Cultura & Spettacolo

Puccini, la Bohème e la magia di Torre del Lago

di Redazione -


di RICCARDO LENZI

Ci sono luoghi che riescono a farci capire meglio la musica di un autore. Basti pensare alla Salisburgo barocca e un po’ bigotta di Mozart, alla Bayreuth saldamente bavarese e miticheggiante di Wagner, alla Busseto sanguigna e contadinescamente orgogliosa di Verdi. Lo sdoppiamento di Puccini lo avvertiamo nella località di Torre del Lago, dove non casualmente dal 14 luglio inizierà il Festival Puccini.

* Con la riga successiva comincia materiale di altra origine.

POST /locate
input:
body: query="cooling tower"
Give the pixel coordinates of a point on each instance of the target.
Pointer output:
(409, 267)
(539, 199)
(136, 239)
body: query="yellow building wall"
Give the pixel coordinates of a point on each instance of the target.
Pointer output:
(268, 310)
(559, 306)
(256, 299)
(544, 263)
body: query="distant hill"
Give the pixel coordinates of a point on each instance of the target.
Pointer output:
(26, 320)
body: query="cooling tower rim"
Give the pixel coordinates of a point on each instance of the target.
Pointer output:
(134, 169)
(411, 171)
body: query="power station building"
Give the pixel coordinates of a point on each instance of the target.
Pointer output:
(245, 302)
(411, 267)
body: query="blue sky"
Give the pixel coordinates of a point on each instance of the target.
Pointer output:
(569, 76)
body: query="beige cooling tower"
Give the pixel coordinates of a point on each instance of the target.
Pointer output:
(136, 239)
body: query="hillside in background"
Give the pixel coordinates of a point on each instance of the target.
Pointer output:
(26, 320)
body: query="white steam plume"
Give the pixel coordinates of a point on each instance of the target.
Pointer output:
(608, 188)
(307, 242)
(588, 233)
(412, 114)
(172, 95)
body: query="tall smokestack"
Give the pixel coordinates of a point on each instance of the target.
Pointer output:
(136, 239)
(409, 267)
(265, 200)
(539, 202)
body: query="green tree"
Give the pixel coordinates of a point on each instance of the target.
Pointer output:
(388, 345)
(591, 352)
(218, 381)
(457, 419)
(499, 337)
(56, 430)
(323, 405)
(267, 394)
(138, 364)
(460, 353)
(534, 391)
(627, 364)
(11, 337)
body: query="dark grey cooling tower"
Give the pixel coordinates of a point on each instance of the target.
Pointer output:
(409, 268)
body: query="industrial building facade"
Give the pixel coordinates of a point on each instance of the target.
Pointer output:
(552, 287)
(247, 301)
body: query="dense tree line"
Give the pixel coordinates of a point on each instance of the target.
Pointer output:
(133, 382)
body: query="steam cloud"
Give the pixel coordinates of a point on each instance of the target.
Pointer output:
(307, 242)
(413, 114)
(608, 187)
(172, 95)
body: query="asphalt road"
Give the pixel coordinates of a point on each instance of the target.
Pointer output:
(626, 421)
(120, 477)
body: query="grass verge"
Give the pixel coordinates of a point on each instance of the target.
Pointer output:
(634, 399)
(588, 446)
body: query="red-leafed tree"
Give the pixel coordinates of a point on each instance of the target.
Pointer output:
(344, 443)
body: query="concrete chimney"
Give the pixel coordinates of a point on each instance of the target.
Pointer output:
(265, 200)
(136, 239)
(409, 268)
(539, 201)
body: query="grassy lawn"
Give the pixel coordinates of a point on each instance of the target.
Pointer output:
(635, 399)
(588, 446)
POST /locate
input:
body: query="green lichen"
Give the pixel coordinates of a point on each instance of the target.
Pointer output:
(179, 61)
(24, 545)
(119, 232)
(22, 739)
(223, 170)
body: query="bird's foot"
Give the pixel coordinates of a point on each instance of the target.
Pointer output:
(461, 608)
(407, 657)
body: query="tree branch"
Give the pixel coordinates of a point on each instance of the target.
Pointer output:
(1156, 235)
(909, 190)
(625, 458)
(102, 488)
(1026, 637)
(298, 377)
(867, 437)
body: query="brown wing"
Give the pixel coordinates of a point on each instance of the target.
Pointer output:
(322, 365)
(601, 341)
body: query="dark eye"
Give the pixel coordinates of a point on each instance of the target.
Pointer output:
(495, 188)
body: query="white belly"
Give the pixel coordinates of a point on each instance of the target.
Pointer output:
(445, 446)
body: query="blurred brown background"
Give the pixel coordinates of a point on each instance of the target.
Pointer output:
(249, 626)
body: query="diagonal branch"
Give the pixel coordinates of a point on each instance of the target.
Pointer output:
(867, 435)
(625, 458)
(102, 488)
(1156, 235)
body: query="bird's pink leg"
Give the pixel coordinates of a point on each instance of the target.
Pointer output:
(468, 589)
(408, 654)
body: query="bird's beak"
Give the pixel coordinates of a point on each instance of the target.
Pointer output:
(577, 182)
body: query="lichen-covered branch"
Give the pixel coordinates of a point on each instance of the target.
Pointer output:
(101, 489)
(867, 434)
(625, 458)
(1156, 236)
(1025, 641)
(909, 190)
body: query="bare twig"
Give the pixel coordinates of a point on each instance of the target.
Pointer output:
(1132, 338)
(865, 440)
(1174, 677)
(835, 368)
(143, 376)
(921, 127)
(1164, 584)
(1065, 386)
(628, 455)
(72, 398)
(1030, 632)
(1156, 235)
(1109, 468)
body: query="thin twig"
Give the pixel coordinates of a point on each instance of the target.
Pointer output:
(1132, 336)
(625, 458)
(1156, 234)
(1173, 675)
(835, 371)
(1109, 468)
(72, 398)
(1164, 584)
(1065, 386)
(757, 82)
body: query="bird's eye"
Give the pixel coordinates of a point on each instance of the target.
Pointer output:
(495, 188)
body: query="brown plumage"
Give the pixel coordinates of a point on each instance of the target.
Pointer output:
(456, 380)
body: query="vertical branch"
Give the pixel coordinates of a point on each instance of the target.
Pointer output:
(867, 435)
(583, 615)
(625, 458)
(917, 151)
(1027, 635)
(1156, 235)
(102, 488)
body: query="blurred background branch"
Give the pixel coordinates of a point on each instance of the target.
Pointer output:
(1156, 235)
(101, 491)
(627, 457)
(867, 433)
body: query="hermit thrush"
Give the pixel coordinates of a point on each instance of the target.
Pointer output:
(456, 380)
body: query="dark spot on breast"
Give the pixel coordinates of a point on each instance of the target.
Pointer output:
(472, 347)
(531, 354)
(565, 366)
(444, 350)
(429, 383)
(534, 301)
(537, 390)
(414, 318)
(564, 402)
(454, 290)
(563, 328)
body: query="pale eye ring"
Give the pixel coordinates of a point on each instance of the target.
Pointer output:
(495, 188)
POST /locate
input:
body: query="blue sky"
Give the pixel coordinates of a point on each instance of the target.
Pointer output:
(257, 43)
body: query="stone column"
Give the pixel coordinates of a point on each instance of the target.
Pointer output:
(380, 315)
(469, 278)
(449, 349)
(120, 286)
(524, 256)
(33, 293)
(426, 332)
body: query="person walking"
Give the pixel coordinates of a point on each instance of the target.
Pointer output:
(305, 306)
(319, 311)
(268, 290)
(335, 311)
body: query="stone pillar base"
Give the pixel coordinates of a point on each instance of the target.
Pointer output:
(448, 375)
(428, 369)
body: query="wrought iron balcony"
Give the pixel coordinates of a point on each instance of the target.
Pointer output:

Il compositore la amava a tal punto da stabilirvisi dal 1891 più o meno fino allo scoppio della Prima guerra mondiale. Tanto da non riuscire a distaccarvisi per lunghi intervalli e affermare di essere «affetto da torrelaghìte acuta». Un amore che i suoi familiari rispetteranno anche dopo la sua morte: nel 1926 venne infatti tumulato nella cappella ricavata da un salottino e decorata con le allegorie della musica. Oggi vi riposa insieme alla moglie Elvira, al figlio Antonio e alla nipote Simonetta. Qui furono composte, almeno in parte, tutte le sue opere di maggior successo, tranne “Turandot”. Arrivò per la prima volta a Torre del Lago per trascorrere l’estate, prendendo in affitto una casa-torre sul lago di Massaciuccoli. Descriveva così il paesino in una lettera all’amico Alfredo Caselli: «Gaudio supremo, Paradiso, Eden, Empireo, turris eburnea, vas spirituale, reggia … abitanti 120, 12 case. Paese tranquillo, tramonti lussuriosi e straordinari…».

Puccini lavorava sino all’alba, chiuso nel suo studio, come un pescatore notturno che muove appena il remo e lascia dondolare la lanterna a fior d’acqua, ribadendo l’accordo sul pianoforte silenziato dalla sordina, mormorando la melodia sotto il velo oscillante del ritmo, come ricordarono i pochi vicini. Mentre il resto della giornata lo passava a sparacchiare alle povere folaghe che popolavano i circostanti acquitrini. Proprio là, alle pendici delle Alpi apuane, si era installato un manipolo di pittori appartenenti alla corrente dei macchiaiuoli: loro credo estetico era che l’arte dovesse riflettere le infinite bellezze della natura. Dopo esser andato con loro a caccia e pesca, Puccini li sfidava a carte stravincendo le disfide e ottenendo in cambio quadri e bozzetti a saldo dei debiti contratti. Sicuramente questo ambiente esercitò una notevole influenza nella scelta del soggetto di una delle sue opere più famose: “Bohème”.

Un chiaro indizio lo abbiamo quando Puccini propose l’acquisto della baracca che fungeva da taverna, fondandovi un club privato, battezzato appunto “Club La Bohème”, atto d’omaggio all’opera allora in gestazione. Proprio “Bohème” aprirà il 14 luglio il festival, nel Gran Teatro all’aperto situato dinanzi alla casa museo recentemente restaurata. Con l’esperta bacchetta di Alberto Veronesi e la regia affidata a Christophe Gayral: pare che sarà molto attualizzata, considerando che la vicenda di Rodolfo e Mimì si svolgerà in una Parigi scossa dalle contestazioni studentesche del turbolento Maggio del sessantotto, avvalendosi per questo delle scenografie di Christophe Ouvrard. Interpreti principali Claudia Pavone e Oreste Cosimo, Federica Guida e Alessandro Luongo.

A seguire, sotto la guida musicale di Robert Trevino, ritorna il recente allestimento di “Turandot” con il finale elaborato da Luciano Berio, che si avvale della regia di Daniele Abbado e delle scenografie di Angelo Linzalata. Per quanto riguarda “Madama Butterfly” il regista Pier Luigi Pizzi promette un’edizione asciutta, aliena da folklorismi orientali. La figura di Cio-Cio-San sarà affidata a Carolina Lopez Moreno, quella di Pinkerton a Luciano Ganci, sul podio Sesto Quatrini. Quarto titolo del maestro lucchese in cartellone è “Il tabarro” abbinato a “Il castello del duca Barbablù” di Bartók. La regia è curata da Johannes Erath (con scene di Katrin Connan, costumi di Noëlle Blancpain) mentre a dirigere l’Orchestra del Festival Puccini sarà stavolta Michele Gamba. Nel primo titolo canteranno Lucio Gallo, Monica Zanettin, Azer Dada, Loriana Castellano; nel secondo Szilvia Vörös e Mikhail Petrenko.